Similarly, a Maryland court held in 2021 that a prosecutor could not be held personally accountable for withholding lab test results proving that a man jailed for allegedly flying with methamphetamines was in fact carrying only honey, just like he said. In both cases, prosecutors withheld the truth to serve their own interests, and they were never held to account for their violations because of prosecutorial immunity.

Judicial Immunity

Stump v. Sparkman, 435 U.S. 349 (1978), is the leading United States Supreme Court decision on judicial immunity. It involved an Indiana judge who was sued by a young woman who had been sterilized without her knowledge or consent as a minor in accordance with the judge's order. The Supreme Court held that the judge was immune from being sued for issuing the order because it was issued as a judicial function. The case has been called one of the most controversial in recent Supreme Court history.

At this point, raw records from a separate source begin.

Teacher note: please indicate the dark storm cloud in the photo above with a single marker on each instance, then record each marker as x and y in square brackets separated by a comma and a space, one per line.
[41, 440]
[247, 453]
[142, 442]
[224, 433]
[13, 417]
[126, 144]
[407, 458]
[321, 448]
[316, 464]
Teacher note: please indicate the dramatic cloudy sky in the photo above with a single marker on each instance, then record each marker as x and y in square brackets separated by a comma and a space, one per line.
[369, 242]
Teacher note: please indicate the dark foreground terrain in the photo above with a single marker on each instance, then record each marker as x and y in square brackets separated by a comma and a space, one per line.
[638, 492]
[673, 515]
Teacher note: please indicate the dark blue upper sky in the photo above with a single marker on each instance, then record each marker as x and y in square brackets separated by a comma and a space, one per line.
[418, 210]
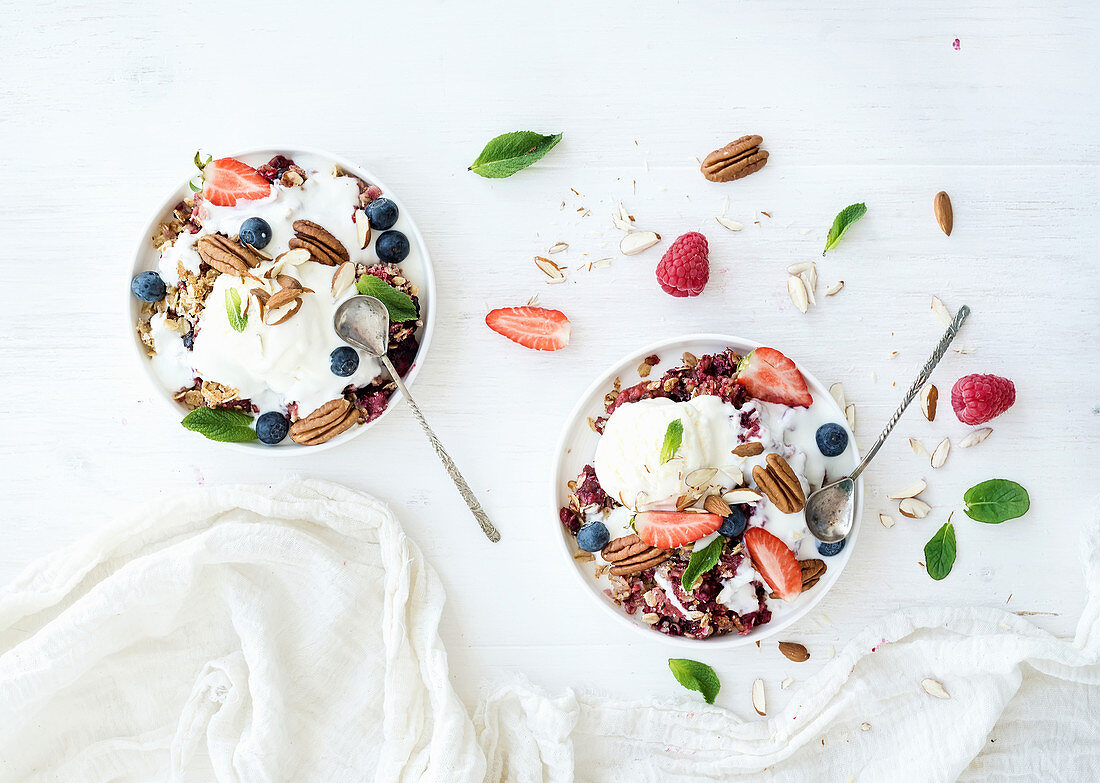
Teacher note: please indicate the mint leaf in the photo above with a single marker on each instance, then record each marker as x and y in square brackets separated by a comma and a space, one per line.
[673, 437]
[233, 310]
[512, 152]
[701, 561]
[398, 304]
[220, 425]
[695, 676]
[842, 223]
[996, 500]
[939, 551]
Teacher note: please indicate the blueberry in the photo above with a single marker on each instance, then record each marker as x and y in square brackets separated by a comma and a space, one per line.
[147, 286]
[593, 537]
[382, 212]
[255, 232]
[343, 361]
[832, 439]
[393, 246]
[735, 524]
[832, 548]
[272, 427]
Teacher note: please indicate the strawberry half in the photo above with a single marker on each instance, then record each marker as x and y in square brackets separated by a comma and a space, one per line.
[531, 327]
[774, 562]
[671, 529]
[767, 374]
[228, 179]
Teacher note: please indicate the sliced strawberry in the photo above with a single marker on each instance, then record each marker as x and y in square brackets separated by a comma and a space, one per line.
[228, 179]
[774, 562]
[671, 529]
[769, 375]
[531, 327]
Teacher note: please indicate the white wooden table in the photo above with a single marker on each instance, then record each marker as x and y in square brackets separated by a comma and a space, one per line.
[105, 105]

In 1971, Judge Harold Stump granted a mother's petition to have a tubal ligation performed on her 15-year-old daughter, who the mother alleged was "somewhat retarded." The petition was granted the same day that it was filed. The judge did not hold a hearing to receive evidence or appoint a lawyer to protect the daughter's interests. The daughter underwent the surgery a week later, having been told that she was to have her appendix removed.

The daughter married two years later. Failing to become pregnant, she learned that she had been sterilized during the 1971 operation. The daughter and her husband sued the judge and others associated with the sterilization in federal district court.

The district court found that the judge was immune from suit. The Seventh Circuit Court of Appeals reversed the decision, holding that the judge had lost his immunity because he failed to observe "elementary principles of due process" when he ordered the sterilization. Finally, in 1978, the U.S. Supreme Court, in a 5-3 decision, reversed the Court of Appeals, announcing a test for deciding when judicial immunity should apply and holding that the judge could not be sued. This case is included in my book Black Mondays: Worst Decisions of the Supreme Court.

All of these grants of immunity are court-made, not based on the Constitution or federal or state law. If judges, police officers and prosecutors are above the law, why not the President of the United States?